To cut a line into hard material, as metal, to form a letter or design; flat engraving. The inscriber does not create relief but does engraving on a flat surface, often the reserve on an existing piece, as a medal requiring customized lettering for a particular recipient. The word inscribe and its process is far overshadowed by the word engrave in current usage. The purist would say a person would inscribe a medal, but engrave a die. The engraver cuts away metal to form modulated relief, the inscriber does not change the relief but merely performs an engraving operation on an existing surface. The tools used for both functions are the same, even the scriber – a sharp pointed hand tool to score or scribe a line on a metal surface – or the cutting point on an engraving machine produces only a fine line (particularly in drag engraving); also in acid etching lines are inscribed on the surface where a sharp pointed scriber removes the wax to acid etch a fine line. In the future we shall undoubtedly find the word
engrave to include all the meaning of inscribe, the two words will probably never be differentiated, as, perhaps, they should be. See engraving, acid etching.

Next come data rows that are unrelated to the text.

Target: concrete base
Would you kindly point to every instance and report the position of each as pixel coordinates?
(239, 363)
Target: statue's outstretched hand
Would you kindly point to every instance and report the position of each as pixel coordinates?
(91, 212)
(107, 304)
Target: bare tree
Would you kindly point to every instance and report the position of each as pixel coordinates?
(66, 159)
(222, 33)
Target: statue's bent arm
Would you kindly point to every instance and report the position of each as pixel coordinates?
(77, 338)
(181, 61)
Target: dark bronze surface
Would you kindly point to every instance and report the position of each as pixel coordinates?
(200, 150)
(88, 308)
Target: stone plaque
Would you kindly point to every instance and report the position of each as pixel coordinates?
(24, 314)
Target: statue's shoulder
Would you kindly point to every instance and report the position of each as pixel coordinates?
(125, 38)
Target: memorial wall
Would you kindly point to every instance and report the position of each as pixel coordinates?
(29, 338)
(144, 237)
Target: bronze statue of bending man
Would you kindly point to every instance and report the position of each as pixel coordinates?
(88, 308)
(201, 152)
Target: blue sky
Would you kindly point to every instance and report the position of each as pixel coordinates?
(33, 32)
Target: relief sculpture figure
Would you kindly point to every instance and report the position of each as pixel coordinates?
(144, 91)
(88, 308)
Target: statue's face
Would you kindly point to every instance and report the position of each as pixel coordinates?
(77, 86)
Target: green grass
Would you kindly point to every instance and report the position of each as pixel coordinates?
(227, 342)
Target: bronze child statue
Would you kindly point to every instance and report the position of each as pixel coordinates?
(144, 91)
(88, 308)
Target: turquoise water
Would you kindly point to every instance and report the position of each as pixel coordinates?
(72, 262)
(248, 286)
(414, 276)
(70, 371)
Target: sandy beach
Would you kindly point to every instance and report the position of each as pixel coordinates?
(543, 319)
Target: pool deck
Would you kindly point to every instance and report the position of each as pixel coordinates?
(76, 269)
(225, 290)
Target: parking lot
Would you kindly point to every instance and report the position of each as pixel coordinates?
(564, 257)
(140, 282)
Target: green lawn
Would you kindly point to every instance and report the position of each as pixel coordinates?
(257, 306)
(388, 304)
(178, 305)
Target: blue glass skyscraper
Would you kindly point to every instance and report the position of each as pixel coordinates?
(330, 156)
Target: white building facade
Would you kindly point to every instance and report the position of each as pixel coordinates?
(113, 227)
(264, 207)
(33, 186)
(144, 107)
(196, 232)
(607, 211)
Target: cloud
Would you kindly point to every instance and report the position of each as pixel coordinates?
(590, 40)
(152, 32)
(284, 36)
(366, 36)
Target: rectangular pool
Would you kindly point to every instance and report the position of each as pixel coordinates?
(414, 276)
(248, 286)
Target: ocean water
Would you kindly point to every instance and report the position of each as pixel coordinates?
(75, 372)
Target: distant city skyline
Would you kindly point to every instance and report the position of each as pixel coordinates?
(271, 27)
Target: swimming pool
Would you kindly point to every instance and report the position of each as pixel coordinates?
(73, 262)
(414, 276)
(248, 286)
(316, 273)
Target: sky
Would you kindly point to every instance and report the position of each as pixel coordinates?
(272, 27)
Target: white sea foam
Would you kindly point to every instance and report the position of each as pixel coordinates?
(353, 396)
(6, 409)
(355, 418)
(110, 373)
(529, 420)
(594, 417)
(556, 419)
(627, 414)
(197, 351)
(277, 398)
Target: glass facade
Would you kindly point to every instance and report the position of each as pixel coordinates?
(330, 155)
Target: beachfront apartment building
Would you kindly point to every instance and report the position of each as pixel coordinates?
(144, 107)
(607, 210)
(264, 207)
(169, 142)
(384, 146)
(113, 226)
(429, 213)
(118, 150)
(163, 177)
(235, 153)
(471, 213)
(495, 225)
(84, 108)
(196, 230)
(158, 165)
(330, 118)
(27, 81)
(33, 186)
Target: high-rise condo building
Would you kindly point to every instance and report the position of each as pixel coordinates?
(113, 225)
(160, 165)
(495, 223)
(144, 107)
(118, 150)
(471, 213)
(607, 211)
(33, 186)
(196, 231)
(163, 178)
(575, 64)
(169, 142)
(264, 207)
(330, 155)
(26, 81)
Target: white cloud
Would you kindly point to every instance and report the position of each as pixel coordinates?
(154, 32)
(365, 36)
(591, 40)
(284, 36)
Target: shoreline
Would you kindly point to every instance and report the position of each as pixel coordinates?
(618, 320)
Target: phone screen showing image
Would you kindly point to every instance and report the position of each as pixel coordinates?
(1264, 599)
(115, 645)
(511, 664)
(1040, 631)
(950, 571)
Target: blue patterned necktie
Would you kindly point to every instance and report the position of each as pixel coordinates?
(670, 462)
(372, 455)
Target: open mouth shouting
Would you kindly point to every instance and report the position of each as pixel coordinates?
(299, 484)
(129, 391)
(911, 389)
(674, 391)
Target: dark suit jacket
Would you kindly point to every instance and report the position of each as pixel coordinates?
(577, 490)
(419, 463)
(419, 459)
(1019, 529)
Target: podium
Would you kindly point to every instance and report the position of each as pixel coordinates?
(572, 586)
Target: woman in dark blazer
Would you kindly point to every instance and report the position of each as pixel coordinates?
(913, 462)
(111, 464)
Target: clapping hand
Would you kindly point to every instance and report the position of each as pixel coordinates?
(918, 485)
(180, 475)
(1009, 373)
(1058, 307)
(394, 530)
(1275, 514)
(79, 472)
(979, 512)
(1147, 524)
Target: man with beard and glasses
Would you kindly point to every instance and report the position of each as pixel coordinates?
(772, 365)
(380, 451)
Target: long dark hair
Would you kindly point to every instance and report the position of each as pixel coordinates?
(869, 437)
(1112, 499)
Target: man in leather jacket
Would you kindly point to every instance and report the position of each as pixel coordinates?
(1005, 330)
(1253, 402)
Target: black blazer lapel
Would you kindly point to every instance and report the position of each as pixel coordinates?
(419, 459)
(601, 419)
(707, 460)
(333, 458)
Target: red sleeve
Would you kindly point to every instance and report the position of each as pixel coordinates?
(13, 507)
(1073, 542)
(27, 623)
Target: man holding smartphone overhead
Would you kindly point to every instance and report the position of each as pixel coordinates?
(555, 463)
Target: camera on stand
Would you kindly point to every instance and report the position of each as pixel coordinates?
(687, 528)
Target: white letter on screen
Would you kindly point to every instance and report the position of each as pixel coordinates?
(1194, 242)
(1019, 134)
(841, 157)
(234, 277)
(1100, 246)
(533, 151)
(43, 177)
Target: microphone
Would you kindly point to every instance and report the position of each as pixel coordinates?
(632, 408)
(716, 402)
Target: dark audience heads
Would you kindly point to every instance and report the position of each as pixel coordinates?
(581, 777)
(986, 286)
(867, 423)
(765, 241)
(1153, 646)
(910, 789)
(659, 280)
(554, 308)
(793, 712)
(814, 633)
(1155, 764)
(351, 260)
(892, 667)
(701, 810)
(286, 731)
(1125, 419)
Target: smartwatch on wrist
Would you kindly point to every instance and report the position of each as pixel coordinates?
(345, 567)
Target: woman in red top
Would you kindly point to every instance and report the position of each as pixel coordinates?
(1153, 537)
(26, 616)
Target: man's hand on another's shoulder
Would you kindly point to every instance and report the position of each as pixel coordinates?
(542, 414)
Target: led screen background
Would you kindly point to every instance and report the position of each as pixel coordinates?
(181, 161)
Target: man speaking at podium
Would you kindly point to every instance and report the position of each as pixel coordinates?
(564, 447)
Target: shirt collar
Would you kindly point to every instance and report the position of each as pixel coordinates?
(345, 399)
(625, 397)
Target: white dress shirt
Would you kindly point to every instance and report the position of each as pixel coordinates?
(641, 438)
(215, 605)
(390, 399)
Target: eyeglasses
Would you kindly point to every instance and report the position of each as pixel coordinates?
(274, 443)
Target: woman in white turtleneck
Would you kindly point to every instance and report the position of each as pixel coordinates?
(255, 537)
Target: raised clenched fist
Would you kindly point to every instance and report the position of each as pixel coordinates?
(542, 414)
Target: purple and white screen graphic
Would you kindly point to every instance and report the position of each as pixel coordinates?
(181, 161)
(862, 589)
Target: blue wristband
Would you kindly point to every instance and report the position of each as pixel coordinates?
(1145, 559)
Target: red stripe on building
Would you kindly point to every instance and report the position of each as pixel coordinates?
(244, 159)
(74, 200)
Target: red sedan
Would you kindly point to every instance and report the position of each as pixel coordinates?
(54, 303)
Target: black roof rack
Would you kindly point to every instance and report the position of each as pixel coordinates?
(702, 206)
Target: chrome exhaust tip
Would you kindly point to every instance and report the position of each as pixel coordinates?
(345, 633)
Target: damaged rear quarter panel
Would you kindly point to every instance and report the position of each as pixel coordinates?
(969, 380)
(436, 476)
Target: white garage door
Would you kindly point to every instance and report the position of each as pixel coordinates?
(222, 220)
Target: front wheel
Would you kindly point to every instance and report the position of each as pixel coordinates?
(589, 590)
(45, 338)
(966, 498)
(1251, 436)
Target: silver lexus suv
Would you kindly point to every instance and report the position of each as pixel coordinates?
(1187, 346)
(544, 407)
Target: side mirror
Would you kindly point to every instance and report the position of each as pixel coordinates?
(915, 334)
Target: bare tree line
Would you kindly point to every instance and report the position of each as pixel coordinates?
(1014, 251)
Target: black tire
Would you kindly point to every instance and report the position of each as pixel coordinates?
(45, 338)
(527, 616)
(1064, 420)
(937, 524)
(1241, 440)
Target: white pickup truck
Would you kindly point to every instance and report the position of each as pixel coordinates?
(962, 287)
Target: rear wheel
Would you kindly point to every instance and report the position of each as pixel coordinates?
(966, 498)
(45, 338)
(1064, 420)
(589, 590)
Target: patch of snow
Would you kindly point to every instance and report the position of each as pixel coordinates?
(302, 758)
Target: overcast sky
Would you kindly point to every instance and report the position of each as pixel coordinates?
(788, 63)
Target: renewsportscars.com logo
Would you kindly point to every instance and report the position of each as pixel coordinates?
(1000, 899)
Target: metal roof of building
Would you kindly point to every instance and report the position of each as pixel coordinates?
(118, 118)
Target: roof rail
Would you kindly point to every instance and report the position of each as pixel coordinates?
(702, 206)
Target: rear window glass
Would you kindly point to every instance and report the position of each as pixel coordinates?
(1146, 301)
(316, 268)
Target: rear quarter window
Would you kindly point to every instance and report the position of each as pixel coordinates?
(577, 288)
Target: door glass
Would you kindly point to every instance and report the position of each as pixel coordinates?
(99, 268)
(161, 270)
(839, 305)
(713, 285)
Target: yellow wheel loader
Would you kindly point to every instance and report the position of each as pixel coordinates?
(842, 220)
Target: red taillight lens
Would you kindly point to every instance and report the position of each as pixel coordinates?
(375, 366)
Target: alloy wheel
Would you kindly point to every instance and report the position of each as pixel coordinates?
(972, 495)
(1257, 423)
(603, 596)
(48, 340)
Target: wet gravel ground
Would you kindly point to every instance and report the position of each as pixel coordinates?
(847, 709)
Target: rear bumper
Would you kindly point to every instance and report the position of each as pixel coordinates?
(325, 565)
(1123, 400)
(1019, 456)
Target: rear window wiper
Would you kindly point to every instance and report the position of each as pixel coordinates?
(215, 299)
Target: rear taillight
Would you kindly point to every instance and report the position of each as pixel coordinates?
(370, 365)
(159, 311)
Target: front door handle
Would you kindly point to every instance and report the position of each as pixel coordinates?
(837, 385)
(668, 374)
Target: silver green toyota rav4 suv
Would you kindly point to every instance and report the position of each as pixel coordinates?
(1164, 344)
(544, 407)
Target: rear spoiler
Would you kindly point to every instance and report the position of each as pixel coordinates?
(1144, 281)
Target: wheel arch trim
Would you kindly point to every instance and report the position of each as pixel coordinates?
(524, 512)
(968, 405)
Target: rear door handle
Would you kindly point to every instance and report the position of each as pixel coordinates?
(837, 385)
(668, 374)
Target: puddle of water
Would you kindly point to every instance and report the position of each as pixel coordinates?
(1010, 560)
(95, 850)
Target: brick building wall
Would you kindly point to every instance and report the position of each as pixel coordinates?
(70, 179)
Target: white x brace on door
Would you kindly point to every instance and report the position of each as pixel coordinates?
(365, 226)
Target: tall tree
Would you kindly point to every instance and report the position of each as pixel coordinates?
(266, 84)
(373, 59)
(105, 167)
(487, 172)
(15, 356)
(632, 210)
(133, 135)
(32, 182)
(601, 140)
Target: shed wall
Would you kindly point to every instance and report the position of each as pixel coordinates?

The area to be inscribed on a medal has special names. If the area is completely open in the design for that side it is called a RESERVE. If it is within a panel it is called a CARTOUCHE which is most often worked into the design. In at least one instance a medal designer, Frederick Ziegler, added a wide rim to the reverse of the Diamond Match Company Service Medal, where the recipient's name could be inscribed.
For the characteristics of various metals for inscribing see the chart in the entry on engraving. Some medals are WORK HARDENED from striking thus may be slightly harder for inscribing than that stated in the chart.